Anat Sci Int. 2026 Jun 24. doi: 10.1007/s12565-026-00955-5. Online ahead of print.
ABSTRACT
The sphenoid sinus (SS) exhibits significant anatomical variability that critically impacts the safety and efficacy of endoscopic transsphenoidal surgery. This systematic review and meta-analysis aims to establish global prevalence rates for SS pneumatization patterns, extensions, and the relationship with adjacent neurovascular structures to guide surgical planning. A systematic literature search was conducted across PubMed, Google Scholar, Scopus, and Web of Science until October 2025. Studies reporting SS pneumatization types, extensions, and neurovascular protrusions/dehiscences based on imaging or cadaveric dissection were included.
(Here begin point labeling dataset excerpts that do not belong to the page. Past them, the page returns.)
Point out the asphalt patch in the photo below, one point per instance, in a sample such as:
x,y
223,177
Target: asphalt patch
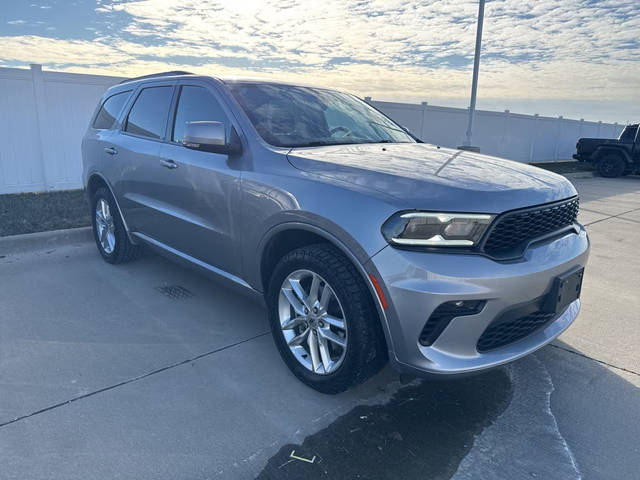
x,y
423,432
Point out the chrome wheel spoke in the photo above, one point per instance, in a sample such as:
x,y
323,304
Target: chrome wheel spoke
x,y
336,322
299,291
312,342
298,339
291,323
313,291
324,353
325,297
293,301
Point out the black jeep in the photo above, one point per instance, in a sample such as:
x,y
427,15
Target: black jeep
x,y
612,157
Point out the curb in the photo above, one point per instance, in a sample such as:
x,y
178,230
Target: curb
x,y
44,240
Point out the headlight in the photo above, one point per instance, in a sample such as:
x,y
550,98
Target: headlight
x,y
431,229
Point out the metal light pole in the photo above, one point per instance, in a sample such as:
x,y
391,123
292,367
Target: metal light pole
x,y
474,84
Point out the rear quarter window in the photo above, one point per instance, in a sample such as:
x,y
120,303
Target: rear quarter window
x,y
109,111
148,116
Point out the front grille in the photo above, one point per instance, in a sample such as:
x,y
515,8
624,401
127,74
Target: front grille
x,y
513,231
500,334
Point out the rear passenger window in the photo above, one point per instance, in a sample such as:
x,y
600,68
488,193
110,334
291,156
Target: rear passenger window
x,y
148,116
110,110
197,104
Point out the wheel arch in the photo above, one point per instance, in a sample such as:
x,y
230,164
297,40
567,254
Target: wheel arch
x,y
286,237
94,182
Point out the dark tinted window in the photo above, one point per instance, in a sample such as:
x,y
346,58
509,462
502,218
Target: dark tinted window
x,y
148,116
197,104
110,110
291,116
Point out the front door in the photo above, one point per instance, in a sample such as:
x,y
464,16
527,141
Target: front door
x,y
199,189
137,150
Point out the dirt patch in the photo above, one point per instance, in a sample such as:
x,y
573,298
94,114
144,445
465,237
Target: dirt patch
x,y
38,212
423,432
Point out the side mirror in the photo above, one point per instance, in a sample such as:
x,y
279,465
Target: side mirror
x,y
210,137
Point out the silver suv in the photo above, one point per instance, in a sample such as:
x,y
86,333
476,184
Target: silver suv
x,y
366,244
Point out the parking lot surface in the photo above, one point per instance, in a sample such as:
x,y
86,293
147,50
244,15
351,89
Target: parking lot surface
x,y
152,371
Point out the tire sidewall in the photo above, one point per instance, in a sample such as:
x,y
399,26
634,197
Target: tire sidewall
x,y
347,373
102,193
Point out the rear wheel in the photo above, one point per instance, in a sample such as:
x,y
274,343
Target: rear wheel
x,y
108,230
611,166
323,319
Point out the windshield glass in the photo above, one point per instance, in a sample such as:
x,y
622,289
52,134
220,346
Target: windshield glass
x,y
291,116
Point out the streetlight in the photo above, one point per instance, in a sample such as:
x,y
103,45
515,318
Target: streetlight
x,y
474,85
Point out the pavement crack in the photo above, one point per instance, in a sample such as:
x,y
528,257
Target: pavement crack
x,y
132,380
567,449
568,350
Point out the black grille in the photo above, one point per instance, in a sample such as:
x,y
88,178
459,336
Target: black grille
x,y
513,231
501,334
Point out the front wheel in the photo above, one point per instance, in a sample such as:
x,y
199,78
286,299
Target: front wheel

Random-effect models were used for the meta-analysis. The sellar type was the predominant pneumatization pattern, with the complete sellar type accounting for 48.39%. Statistically significant results were identified based on nationality and study type. Extensions into the greater wing (34.17%) and pterygoid process (25.51%) were common. The Vidian nerve (VN) showed the highest rates of protrusion (32.61%) and dehiscence (14.60%), followed by the internal carotid artery (ICA) (protrusion: 29.77%; dehiscence: 9.47%) and optic nerve (ON) (protrusion: 23.46%; dehiscence: 10.92%). The imaging modality used did not affect the neurovascular structure variations. The SS is a highly variable structure with frequent extensions that expose vital neurovascular structures to surgical risk. Although the subgroup analyses did not depict statistically significant results, computed tomography scan with less than 1 mm slice thickness should be used for evaluation of SS anatomy. The high prevalence of VN and ICA dehiscence necessitates rigorous preoperative evaluation. These findings provide a crucial anatomical reference for optimizing surgical approaches and minimizing complications in skull base surgery.